Transforming supervisor-principal interactions
The Fort Worth Independent School District (FWISD) was in a position similar to that of CCPS: Principal turnover was high, and Superintendent Kent Paredes Scribner took over the district in 2015 with plans to focus on leadership.
“We knew almost immediately that our organization was getting ready to change,” Karen Molinar, chief of staff for the district, said in an interview.
The district, she said, didn’t necessarily have a shortage of assistant principals, but the people in that position weren’t ready to become principals. The central office, she added, had fallen into a practice of “throwing FTEs” at struggling schools instead of focusing on improving principals’ abilities to lead their schools. The school board was intervening in the principal hiring process and the supervision of principals was “all over the place,” Molinar said.
“We should not have principals requesting certain principal supervisors because maybe they are easier,” she said. “You can’t build the capacity of the principal until the people supervising the principal have the capacity to do that as well.”
The Bush Institute hired Ann Clark — who spent 34 years with the Charlotte-Mecklenburg Schools in North Carolina and retired last year after two and a half years as superintendent — to advise two of the four districts. In addition to weekly phone calls with district leaders, she’s made monthly on-site visits to look at the talent management processes they have in place and help them determine what adjustments are needed.
One of the first changes CCPS made was to differentiate professional development for principals. “A first-year principal does not need the same type of professional learning as a seasoned principal,” Taylor said.
The district also worked in partnership with the University of Virginia to select a group of master’s-level students to work on principal recruitment and selection issues. With many of them already working as teachers and entry-level administrators, the district will have a cohort of future principals already versed in a new approach to preparing and supporting leaders, Taylor said.
In FWISD, the board no longer votes on principal assignments, now trusting the process developed by the superintendent and other district leaders. Clark said she has also seen improvement in supervisors’ visits to schools, in part because the district is focusing not only on who is supervising principals, but also how many schools are part of each supervisor’s caseload. “They’ve really transformed the kind of interactions they have,” she said.
Focusing on the future
To measure the initiative's progress, Wicks said her team is looking at outcomes such as principal satisfaction ratings and whether turnover declines. Over time, they expect more stable leadership will contribute to improvements in school and student performance.
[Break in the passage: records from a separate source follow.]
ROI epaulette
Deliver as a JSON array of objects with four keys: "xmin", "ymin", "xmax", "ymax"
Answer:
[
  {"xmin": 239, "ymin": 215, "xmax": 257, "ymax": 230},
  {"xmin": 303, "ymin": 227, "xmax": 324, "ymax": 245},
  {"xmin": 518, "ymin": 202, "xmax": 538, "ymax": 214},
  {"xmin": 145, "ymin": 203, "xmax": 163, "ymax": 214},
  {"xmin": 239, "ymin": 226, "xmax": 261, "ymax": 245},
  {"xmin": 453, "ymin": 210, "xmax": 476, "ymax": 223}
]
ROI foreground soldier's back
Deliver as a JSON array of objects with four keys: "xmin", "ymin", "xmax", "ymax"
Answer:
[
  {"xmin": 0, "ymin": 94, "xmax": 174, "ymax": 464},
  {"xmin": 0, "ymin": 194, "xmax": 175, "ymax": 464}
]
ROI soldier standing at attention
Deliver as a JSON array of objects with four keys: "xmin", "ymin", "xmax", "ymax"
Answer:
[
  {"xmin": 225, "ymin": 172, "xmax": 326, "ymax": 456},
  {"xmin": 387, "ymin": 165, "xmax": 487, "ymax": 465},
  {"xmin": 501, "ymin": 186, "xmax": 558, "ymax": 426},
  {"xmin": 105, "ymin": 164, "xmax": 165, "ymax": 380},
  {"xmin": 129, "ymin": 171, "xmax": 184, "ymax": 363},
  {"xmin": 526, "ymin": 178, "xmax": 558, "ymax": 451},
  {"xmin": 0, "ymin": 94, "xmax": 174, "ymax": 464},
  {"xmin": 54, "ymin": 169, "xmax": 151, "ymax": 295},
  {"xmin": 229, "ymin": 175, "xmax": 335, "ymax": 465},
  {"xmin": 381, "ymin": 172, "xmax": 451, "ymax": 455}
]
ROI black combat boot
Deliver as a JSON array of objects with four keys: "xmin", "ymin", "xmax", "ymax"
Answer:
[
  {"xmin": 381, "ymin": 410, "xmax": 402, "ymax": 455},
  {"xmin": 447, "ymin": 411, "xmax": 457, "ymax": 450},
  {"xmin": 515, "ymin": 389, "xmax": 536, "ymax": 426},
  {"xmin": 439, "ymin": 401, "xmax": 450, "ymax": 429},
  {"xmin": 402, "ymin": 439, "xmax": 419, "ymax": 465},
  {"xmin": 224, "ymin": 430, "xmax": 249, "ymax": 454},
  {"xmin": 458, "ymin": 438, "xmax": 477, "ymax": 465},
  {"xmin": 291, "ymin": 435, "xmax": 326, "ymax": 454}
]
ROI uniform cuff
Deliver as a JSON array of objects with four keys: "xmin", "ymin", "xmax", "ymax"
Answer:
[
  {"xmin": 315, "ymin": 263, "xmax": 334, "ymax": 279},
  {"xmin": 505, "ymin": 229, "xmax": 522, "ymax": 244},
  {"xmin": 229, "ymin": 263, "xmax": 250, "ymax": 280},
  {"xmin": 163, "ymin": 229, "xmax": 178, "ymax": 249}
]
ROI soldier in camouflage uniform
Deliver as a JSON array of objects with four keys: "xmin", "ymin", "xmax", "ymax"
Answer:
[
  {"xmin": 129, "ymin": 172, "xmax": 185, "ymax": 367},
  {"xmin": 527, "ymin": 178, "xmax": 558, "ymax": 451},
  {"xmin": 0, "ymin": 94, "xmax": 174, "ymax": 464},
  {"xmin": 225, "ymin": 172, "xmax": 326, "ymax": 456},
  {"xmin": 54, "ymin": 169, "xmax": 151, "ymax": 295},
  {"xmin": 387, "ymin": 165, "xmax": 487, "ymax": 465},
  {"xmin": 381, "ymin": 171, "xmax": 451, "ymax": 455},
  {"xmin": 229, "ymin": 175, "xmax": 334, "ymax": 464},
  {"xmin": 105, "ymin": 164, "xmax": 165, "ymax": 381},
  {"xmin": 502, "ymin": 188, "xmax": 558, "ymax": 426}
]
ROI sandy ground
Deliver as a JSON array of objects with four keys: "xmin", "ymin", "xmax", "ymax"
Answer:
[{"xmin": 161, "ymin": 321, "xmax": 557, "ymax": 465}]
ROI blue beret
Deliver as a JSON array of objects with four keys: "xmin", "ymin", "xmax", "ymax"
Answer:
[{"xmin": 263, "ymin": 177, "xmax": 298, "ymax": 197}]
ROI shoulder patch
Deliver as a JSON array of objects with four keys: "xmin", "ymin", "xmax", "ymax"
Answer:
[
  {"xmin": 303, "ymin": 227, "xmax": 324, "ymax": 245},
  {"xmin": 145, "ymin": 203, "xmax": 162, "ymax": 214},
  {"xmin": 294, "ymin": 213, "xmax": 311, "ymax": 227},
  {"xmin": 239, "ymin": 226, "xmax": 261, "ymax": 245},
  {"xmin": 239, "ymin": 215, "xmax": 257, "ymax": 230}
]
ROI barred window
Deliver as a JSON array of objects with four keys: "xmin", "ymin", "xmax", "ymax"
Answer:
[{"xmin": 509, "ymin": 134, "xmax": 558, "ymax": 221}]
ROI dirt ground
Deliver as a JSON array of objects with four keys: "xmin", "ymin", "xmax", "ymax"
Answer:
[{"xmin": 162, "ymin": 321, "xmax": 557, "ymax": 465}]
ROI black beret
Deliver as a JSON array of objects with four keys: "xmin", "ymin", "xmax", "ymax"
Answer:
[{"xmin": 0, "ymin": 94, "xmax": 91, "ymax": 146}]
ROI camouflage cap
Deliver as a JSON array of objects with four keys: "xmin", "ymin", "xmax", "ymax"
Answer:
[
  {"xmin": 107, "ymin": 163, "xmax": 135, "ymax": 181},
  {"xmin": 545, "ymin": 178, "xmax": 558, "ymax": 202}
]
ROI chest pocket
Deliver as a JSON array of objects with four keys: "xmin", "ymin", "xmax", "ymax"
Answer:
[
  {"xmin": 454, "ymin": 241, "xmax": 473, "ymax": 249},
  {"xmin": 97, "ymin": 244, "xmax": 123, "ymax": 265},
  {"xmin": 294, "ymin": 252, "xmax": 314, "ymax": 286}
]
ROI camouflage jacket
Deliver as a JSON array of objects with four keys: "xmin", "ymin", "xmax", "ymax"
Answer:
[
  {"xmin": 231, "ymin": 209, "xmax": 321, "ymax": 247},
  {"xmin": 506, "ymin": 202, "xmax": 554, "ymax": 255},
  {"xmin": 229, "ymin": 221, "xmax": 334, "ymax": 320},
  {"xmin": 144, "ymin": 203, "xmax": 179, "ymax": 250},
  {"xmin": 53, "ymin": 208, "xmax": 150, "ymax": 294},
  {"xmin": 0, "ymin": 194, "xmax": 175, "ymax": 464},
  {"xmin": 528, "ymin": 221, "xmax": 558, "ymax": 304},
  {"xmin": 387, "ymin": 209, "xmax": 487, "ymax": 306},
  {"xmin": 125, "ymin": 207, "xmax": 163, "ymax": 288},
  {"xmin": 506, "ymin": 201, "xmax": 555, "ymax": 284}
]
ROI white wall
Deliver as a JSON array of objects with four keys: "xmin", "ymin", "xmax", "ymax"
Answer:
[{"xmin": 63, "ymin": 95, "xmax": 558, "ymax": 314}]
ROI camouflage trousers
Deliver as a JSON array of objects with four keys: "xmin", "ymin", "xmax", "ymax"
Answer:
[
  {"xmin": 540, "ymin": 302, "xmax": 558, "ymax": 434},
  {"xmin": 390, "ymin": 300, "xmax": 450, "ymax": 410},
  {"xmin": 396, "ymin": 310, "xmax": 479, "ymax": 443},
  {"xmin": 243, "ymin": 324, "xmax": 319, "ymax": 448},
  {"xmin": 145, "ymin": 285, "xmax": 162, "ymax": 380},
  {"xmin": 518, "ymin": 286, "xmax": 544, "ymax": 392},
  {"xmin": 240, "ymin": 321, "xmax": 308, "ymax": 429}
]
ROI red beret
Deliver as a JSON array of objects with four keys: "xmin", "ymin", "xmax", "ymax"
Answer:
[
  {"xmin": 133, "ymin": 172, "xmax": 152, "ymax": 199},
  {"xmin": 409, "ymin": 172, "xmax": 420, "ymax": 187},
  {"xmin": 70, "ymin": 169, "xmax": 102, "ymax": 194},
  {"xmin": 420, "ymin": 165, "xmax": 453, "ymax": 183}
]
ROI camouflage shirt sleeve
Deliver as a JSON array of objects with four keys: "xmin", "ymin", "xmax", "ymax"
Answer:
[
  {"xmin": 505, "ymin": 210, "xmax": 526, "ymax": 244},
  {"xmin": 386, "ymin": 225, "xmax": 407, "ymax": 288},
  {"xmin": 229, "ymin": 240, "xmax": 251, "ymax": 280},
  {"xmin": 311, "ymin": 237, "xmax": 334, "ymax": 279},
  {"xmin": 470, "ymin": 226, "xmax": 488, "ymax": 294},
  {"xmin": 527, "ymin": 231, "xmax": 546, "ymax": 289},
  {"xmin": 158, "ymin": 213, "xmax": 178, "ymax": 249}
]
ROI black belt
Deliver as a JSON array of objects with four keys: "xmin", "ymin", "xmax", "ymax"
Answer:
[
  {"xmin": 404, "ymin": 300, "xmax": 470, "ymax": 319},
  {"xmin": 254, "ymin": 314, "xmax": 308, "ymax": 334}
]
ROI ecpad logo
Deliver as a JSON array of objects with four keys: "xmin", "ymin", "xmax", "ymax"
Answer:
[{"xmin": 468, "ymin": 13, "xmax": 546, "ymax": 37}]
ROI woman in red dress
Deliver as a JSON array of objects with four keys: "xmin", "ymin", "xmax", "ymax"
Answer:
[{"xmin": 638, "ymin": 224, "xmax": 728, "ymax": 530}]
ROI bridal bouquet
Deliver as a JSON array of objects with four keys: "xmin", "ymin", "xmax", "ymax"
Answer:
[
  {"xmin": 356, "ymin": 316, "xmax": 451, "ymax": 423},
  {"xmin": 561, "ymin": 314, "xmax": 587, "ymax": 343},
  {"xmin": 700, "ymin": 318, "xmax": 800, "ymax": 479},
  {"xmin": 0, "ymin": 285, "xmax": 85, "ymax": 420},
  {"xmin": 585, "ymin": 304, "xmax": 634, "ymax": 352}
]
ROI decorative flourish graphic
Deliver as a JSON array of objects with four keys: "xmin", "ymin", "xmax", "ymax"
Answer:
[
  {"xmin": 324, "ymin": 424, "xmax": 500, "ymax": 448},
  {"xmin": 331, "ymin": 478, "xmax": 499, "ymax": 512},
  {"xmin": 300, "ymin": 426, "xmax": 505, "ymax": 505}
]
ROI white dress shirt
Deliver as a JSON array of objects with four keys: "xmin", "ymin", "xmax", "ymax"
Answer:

They have also released the first of what will be a series of guidebooks to help districts implement the same practices related to recruiting, supporting and retaining effective school leaders.
In CCPS, Gayle Hines, principal of Matoaca Middle School, is helping to keep other middle-level administrators informed regarding some of the fast-moving changes to processes, such as how principal candidates are interviewed, and how she and other school leaders will be evaluated.
“I feel like principals appreciate that we bring everything to them before a decision is made,” she said in an interview.
Participating in the initiative, she added, has led her to think more about how she’s preparing other leaders in her school and helping them make “decisions about where they see themselves in their future.”